Francia recupera al pintor un año después de su muerte y lo consagra dedicándole una retrospectiva en el Salón de 1906. Ese mismo año, en Dresde, se exponen sus reproducciones en el pabellón francés de la exposición de artes aplicadas. La ciudad es la sede del grupo de pintores expresionistas, Die Brücke, (también llamados Wilde o salvajes) integrado por Nolde, Kirchner y Rottluff, entre otros. La pintura de Gauguin representa para ellos lo malerisch (pintable), gracias a la expresión del color, pero también la huida y la rebeldía frente al academicismo pictórico y la sociedad imperantes. Lo exótico y primitivo es también excéntrico.
Sin embargo, mientras Gauguin es más contemplativo, ellos actúan en las escenas. Nolde y Kirchner, por ejemplo, reproducen las formas aplanadas de la vegetación y la paleta sintética de Gauguin, y Kirchner basa sus desnudos en las formas caprichosas e imaginarias de las mujeres tahitianas de Gauguin. De forma parecida ocurre con el movimiento Der blauer Reiter. El color y primitivismo del francés son fuentes para el expresionismo de Kandinsky, Klee, Marc o Macke. Por ejemplo, los caballos azules de Marc provienen del motivo del animal en los cuadros de Gauguin, sobre todo, en Cambio de residencia, (1902).
Los caballos azules de Franz Marc.
Matisse viaja en 1930 a Tahití. En cierta manera, también sigue a Gauguin, cuyo trabajo le obsesiona en una época aunque le cuesta reconocerlo. Su viaje turístico se convierte en peregrinación artística, busca también el paraíso y destaca la luz (siempre hay luz en lo exótico para Matisse) aunque apenas pinta un cuadro. Es el espacio lo que le fascina y no los personajes que atraen a Gauguin. Allí, se interesa especialmente en los diseños orgánicos y vegetales de las artes aplicadas, motivos que lleva consigo a París. Dieciséis años después, inmóvil en su dormitorio, recorta en papel de color blanco sus conocidos peces, caracolas, pájaros y estrellas, y le dice a su asistente que los pegue en la pared hasta conseguir el efecto deseado.

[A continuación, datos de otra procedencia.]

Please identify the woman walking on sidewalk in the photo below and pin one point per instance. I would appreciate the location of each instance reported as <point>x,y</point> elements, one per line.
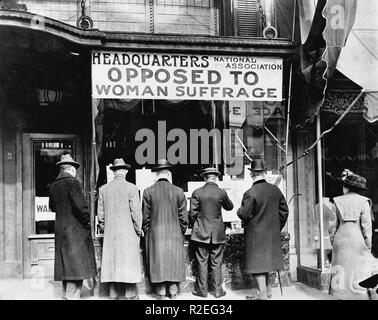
<point>350,235</point>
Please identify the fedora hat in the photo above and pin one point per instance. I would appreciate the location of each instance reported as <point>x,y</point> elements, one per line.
<point>119,164</point>
<point>161,165</point>
<point>257,165</point>
<point>67,159</point>
<point>209,170</point>
<point>350,179</point>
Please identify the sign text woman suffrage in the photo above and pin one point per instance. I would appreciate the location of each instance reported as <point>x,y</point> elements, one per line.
<point>130,75</point>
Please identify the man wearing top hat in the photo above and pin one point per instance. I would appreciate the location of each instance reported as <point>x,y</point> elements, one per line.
<point>119,213</point>
<point>165,221</point>
<point>208,234</point>
<point>74,252</point>
<point>264,212</point>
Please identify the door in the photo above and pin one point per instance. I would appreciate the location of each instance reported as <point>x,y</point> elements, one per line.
<point>41,152</point>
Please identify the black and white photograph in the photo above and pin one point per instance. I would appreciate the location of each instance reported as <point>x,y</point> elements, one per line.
<point>203,153</point>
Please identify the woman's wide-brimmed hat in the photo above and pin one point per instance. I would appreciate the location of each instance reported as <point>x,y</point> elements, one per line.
<point>209,170</point>
<point>67,159</point>
<point>350,179</point>
<point>119,164</point>
<point>161,165</point>
<point>257,165</point>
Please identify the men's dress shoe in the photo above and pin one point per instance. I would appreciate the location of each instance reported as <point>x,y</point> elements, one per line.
<point>220,294</point>
<point>199,294</point>
<point>114,298</point>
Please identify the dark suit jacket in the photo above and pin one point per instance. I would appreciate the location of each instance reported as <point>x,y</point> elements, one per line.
<point>165,220</point>
<point>264,212</point>
<point>206,213</point>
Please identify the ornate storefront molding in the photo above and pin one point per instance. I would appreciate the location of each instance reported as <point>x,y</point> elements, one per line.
<point>107,40</point>
<point>338,101</point>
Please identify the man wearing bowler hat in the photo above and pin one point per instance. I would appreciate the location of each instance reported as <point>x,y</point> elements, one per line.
<point>165,221</point>
<point>264,212</point>
<point>74,252</point>
<point>208,234</point>
<point>119,213</point>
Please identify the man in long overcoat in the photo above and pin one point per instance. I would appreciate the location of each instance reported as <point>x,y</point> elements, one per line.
<point>74,252</point>
<point>208,232</point>
<point>165,221</point>
<point>120,215</point>
<point>264,212</point>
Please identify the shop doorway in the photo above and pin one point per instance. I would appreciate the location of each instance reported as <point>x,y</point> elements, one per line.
<point>40,154</point>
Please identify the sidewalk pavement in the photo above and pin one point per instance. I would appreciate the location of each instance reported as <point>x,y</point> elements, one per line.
<point>45,289</point>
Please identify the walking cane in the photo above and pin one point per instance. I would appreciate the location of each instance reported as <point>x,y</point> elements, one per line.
<point>279,281</point>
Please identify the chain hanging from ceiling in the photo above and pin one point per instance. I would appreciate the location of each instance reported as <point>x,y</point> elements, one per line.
<point>84,22</point>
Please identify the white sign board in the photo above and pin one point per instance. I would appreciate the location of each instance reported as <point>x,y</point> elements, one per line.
<point>42,210</point>
<point>144,75</point>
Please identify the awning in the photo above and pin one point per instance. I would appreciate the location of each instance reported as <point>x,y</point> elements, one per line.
<point>331,24</point>
<point>359,58</point>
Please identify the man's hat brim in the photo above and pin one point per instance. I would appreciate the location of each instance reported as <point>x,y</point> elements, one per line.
<point>72,163</point>
<point>257,170</point>
<point>370,283</point>
<point>350,184</point>
<point>216,172</point>
<point>162,167</point>
<point>123,166</point>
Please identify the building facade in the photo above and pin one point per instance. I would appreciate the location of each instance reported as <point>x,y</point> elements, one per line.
<point>47,107</point>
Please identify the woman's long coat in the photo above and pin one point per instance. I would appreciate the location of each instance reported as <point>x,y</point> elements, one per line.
<point>165,220</point>
<point>74,251</point>
<point>120,212</point>
<point>264,212</point>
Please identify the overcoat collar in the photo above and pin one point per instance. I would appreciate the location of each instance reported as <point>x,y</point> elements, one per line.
<point>259,181</point>
<point>63,175</point>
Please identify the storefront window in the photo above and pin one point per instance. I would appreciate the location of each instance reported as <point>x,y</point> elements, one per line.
<point>46,154</point>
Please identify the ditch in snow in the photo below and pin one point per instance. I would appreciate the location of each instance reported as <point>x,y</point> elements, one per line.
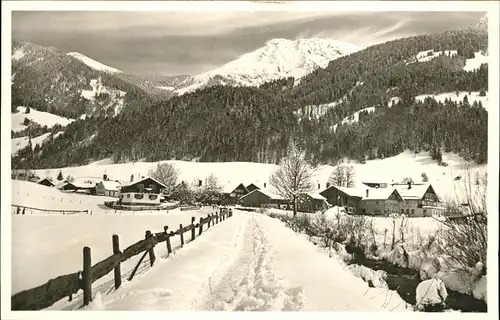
<point>405,281</point>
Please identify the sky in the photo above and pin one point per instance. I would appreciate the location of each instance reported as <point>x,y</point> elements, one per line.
<point>187,42</point>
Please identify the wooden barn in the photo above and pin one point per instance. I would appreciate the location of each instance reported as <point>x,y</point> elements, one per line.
<point>259,198</point>
<point>420,200</point>
<point>348,198</point>
<point>311,202</point>
<point>144,185</point>
<point>231,195</point>
<point>46,182</point>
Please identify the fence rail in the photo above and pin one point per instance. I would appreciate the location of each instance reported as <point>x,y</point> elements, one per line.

La impresión de esta decoración mural da lugar a las serigrafías de sus trabajos, Oceanía, el cielo y Oceanía, el mar (1946). Los diseños son iguales a los traídos de Tahití y flotan en el mismo fondo beige de su dormitorio, que él recuerda como la luz dorada del Pacífico. El espacio ha desaparecido, el cielo y el agua se confunden, los pájaros parecen nadar en el cielo y los peces volar en un vacío cósmico. La memoria ha transformado su viaje y, al igual que ocurre desde el siglo XVIII, también a la Polinesia: “Siempre he sido consciente de otro espacio en el que evolucionan los objetos de mis ensueños. Buscaba algo distinto del espacio real. Aquí real no significa realista, materialista, sino inmaterial, irreal” (Matisse, 1946).